Booch: We know a number of circumstances where people are using UML for systems. [IBM Distinguished Engineer] Murray Cantor has been working on a UML specification for systems engineering. Especially with very complex systems, or with embedded systems, one has to deal with hardware and software trade-offs. One of the interesting features of UML is that it has features for documenting systemic issues.

GCN: What things can’t UML model well?

Booch: It can’t model love. It can’t model peace. It actually is a good language for modeling a variety of things, but it is best suited to modeling things that ultimately [lead to] software. It is not appropriate for modeling semantic cognition. There are very academic elements of the Semantic Web dealing with the modeling of cognitive issues.

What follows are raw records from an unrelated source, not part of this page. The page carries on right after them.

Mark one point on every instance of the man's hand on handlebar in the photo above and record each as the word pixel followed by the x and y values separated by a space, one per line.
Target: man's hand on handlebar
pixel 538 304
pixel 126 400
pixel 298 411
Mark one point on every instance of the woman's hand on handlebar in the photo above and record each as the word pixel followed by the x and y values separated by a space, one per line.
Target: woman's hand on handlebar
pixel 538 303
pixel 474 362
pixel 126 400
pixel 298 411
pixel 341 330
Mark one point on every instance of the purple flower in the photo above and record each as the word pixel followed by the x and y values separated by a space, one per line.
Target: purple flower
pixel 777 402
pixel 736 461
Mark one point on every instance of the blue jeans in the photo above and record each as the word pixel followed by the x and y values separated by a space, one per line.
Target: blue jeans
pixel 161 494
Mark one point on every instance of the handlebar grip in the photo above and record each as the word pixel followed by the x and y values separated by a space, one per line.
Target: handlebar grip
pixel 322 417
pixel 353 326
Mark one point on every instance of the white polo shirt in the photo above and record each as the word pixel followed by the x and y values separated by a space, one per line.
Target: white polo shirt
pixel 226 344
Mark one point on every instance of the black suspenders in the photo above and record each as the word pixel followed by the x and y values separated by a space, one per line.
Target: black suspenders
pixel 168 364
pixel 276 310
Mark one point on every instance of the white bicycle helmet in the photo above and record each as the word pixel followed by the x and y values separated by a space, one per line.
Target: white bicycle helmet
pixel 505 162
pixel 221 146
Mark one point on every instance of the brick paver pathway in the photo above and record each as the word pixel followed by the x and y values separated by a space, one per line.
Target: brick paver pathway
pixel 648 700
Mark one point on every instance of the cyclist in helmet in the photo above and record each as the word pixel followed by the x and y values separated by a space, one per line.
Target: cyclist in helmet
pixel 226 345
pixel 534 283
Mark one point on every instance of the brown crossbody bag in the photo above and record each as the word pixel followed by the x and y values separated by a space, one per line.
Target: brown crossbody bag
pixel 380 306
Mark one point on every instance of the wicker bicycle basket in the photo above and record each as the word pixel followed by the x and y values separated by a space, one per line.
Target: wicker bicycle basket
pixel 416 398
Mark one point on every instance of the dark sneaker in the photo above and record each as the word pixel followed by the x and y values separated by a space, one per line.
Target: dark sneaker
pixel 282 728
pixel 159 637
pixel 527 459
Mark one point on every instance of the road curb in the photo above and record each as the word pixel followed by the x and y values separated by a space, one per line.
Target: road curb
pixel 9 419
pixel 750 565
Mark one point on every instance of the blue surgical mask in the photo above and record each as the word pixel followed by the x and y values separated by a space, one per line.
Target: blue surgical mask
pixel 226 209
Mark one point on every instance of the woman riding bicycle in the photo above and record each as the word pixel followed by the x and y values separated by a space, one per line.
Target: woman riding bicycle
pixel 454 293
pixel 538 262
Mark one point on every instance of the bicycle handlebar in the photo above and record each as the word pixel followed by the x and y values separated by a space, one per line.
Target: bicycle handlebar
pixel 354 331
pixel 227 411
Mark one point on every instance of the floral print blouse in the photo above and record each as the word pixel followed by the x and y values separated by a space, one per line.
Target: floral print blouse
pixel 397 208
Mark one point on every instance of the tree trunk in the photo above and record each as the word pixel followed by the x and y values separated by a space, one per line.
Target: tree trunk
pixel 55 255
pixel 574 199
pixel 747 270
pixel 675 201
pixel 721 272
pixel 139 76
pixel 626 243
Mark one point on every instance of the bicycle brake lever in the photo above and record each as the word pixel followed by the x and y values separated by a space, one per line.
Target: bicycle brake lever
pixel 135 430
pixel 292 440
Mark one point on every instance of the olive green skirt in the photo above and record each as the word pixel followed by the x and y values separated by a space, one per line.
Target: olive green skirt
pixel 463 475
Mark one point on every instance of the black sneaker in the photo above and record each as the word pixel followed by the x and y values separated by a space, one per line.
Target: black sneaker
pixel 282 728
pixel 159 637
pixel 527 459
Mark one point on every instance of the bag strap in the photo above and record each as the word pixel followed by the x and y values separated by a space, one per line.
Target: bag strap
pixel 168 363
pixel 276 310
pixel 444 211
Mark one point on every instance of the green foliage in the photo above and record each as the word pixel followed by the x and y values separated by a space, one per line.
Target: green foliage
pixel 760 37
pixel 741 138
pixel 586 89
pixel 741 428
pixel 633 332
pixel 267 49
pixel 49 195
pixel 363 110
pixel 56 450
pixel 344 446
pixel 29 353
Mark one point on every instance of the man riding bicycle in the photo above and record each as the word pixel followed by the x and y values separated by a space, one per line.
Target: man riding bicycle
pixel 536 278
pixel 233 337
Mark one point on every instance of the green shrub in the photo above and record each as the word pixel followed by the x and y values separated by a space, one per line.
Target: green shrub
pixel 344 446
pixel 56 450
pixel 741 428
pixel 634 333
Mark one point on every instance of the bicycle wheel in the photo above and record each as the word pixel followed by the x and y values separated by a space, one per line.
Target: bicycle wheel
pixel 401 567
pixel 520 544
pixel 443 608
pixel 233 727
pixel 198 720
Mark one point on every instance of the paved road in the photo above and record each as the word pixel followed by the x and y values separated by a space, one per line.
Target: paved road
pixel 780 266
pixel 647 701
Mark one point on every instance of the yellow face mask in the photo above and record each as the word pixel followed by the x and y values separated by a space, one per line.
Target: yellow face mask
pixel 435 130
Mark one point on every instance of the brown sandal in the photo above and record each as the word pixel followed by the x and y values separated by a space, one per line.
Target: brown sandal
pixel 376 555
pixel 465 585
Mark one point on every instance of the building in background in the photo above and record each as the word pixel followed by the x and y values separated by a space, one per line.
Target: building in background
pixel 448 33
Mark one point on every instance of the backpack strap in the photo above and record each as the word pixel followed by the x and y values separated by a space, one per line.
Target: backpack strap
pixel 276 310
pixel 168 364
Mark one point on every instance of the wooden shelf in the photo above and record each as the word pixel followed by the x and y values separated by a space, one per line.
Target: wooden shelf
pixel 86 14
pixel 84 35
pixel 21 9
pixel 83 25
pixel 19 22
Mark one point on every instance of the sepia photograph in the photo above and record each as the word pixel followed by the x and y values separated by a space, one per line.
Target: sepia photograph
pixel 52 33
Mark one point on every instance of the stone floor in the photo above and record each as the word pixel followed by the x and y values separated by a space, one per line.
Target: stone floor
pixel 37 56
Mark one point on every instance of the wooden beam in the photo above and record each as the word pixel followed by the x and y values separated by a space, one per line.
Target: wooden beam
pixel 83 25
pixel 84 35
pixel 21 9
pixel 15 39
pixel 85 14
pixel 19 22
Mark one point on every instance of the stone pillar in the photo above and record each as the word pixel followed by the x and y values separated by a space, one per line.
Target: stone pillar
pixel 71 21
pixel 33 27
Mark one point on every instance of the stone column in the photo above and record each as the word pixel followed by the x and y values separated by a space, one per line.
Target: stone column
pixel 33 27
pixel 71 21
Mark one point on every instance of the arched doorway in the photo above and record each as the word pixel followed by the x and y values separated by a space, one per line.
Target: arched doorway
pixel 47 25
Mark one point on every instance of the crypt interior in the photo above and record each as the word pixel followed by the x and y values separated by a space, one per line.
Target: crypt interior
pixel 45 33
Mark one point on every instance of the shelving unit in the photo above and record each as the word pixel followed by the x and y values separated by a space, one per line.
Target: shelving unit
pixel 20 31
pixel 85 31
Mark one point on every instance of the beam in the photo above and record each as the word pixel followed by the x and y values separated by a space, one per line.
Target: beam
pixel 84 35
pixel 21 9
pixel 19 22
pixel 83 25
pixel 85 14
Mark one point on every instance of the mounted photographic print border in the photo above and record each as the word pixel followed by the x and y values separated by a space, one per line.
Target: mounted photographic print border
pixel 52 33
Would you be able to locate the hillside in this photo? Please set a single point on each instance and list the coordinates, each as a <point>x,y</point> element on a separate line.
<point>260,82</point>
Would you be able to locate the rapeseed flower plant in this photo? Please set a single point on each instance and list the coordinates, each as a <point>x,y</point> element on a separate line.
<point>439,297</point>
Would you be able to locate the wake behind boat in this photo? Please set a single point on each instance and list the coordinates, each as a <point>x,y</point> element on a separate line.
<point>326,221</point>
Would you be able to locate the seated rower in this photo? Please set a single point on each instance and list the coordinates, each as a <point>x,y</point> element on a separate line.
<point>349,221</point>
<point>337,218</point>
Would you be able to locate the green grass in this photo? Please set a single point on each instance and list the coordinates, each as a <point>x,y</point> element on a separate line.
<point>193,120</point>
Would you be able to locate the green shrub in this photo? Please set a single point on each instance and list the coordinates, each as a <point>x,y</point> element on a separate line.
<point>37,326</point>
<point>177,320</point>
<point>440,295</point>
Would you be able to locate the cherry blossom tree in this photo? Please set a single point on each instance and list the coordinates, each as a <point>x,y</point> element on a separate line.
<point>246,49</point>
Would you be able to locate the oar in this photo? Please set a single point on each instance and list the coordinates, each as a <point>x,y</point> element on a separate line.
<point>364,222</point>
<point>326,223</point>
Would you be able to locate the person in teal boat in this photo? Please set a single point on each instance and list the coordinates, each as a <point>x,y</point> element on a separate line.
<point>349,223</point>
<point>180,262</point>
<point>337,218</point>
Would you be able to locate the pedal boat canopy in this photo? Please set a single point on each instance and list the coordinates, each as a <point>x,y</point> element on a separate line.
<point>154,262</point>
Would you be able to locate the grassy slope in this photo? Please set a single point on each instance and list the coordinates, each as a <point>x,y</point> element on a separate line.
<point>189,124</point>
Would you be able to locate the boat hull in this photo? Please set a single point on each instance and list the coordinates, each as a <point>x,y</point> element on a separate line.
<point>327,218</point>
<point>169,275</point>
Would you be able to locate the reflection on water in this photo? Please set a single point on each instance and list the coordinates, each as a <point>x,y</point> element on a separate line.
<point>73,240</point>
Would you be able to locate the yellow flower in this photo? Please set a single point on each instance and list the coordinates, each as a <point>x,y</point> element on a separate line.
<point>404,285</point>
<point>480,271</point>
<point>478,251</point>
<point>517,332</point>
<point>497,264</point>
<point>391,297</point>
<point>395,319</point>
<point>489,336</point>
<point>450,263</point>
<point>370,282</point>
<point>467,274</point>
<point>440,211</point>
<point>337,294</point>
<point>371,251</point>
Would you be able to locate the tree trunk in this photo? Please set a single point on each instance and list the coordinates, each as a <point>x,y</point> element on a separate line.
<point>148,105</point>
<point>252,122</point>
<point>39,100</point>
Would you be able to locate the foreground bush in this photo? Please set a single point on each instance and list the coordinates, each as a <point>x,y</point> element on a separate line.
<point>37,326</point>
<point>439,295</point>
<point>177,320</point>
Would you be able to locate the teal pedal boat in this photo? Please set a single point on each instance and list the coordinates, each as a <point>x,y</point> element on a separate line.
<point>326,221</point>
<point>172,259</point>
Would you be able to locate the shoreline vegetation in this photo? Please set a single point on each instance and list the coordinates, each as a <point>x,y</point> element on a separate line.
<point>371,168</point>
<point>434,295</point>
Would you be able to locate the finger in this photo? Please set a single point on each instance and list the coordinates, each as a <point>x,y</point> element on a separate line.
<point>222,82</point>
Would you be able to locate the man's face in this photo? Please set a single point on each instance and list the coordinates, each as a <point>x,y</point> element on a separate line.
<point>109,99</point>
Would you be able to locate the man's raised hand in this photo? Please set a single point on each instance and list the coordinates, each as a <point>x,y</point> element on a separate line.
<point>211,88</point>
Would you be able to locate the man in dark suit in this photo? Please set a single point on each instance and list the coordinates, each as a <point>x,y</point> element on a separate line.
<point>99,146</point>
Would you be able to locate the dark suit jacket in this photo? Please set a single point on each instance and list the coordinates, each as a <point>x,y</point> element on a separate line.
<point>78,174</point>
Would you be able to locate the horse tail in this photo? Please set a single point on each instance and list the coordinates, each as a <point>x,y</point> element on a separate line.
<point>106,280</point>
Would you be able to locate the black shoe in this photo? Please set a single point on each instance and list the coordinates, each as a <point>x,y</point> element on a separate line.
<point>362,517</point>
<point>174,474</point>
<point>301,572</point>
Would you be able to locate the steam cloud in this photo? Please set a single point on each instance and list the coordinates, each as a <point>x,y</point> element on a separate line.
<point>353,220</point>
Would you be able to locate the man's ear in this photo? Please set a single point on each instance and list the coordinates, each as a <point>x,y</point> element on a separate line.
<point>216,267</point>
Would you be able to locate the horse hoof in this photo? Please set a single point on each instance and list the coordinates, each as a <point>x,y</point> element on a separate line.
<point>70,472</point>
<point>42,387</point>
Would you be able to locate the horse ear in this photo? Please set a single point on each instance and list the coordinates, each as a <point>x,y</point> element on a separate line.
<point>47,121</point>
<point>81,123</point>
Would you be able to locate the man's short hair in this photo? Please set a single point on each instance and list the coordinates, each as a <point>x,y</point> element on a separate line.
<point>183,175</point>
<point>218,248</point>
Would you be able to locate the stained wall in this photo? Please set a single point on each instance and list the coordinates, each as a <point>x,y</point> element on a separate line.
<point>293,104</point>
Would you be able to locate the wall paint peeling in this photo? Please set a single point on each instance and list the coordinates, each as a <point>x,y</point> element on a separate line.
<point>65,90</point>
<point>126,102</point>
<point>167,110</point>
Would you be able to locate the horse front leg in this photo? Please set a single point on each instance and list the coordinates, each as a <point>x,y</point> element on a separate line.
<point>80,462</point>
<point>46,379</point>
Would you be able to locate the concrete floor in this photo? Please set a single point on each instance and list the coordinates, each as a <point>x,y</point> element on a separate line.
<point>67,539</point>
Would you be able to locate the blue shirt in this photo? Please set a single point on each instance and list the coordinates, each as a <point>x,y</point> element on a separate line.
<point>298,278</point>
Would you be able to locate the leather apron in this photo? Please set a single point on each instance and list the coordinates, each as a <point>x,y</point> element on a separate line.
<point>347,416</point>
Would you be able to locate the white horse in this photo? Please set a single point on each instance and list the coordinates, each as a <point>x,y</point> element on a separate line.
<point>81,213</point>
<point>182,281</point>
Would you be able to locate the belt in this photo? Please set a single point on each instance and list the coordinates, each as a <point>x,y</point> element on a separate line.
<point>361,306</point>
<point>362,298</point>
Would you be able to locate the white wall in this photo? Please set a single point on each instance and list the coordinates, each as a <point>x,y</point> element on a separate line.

Here we are talking about deep philosophical issues such as modeling meaning. UML is not intended for that.

GCN: What do you do now at IBM?

Booch: I’m a free radical. That means that I’m unmanageable. My role is to worry about the next three to five years. So the things in my head include issues of collaboration and architectural patterns. [The Department of Defense Architecture Framework] is an example of some of the stuff in the architecture space that is germane to the work I am doing. There is some heat and action with using UML to model DODAF.

GCN: So you work in specialized fields?

Booch: The two major religions of the software world—the J2EE and Microsoft .Net platforms—have entrenched themselves and are not going to change very much. The real action is at the layers above that.

What is fascinating is that most architectures live in tribal memory of projects. There is very little cross-fertilization from one group to another. I’ve had background in the war gaming community, so it is really fascinating to see how some of the computer game companies are now walking through the same lessons [that the Defense Department did] 20 years ago.

You can get so entrenched with one domain. I have the luxury of being able to cut across a lot of domains.